OpenSSL has issued fixes for six vulnerabilities, including two flaws with a “high” severity rating.
On Tuesday, the corporate entity responsible for OpenSSL, a software library that helps to secure web communications against eavesdropping, published a security advisory in which it provides details on the two “high” severity vulnerabilities.
The first issue (CVE-2016-2108) consists of two bugs: one flaw where the ASN.1 encoder mishandles negative zero integers that was fixed back in April of 2015, and a second flaw by which the ASN.1 parser can misinterpret a large universal tag as a negative zero value.
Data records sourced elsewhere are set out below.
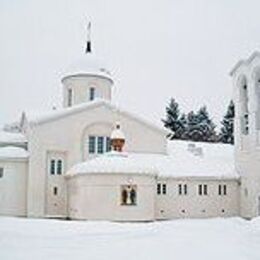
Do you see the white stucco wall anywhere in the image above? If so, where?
[62,75,113,107]
[232,55,260,218]
[156,178,239,219]
[0,159,28,216]
[68,173,155,221]
[27,105,167,217]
Individually, the vulnerabilities have no security impact. But together, OpenSSL warns they can be used to cause memory corruption in the ASN.1 encoder:
“…[I]f an application deserializes untrusted ASN.1 structures containing an ANY field, and later reserializes them, an attacker may be able to trigger an out-of-bounds write. This has been shown to cause memory corruption that is potentially exploitable with some malloc implementations.”
The second “high” severity issue (CVE-2016-2107) allows a man-in-the-middle (MitM) actor to use a padding oracle attack to probe an encrypted message for clues about its plaintext content whenever the connection uses an AES CBC cipher and the server support AES-NI.
Attackers could potentially exploit this flaw, which was introduced as part of the fix for the Lucky 13 padding attack back in 2013, to steal login passwords encrypted over HTTPS.
As security expert Kenneth White told Ars Technica, these two vulnerabilities are at least partially due to OpenSSL’s reliance on older encryption schemes:
“Both of these bugs are the result of complex legacy interoperability which will be solved by moving off of known dangerous protocol constructions like CBC (which is mandatory under TLS 1.3), and by developing and adopting much less complex certificate encoding and parsing software.”
OpenSSL 1.0.2 users should upgrade to 1.0.2h, whereas 1.0.1 users should upgrade to 1.0.1t.
For information on the remaining four security updates, all of which address “low” severity vulnerabilities, please refer to this month’s security advisory.
News of these patches come less than one year after OpenSSL issued a fix for a high-severity alternative chains certificate forgery bug.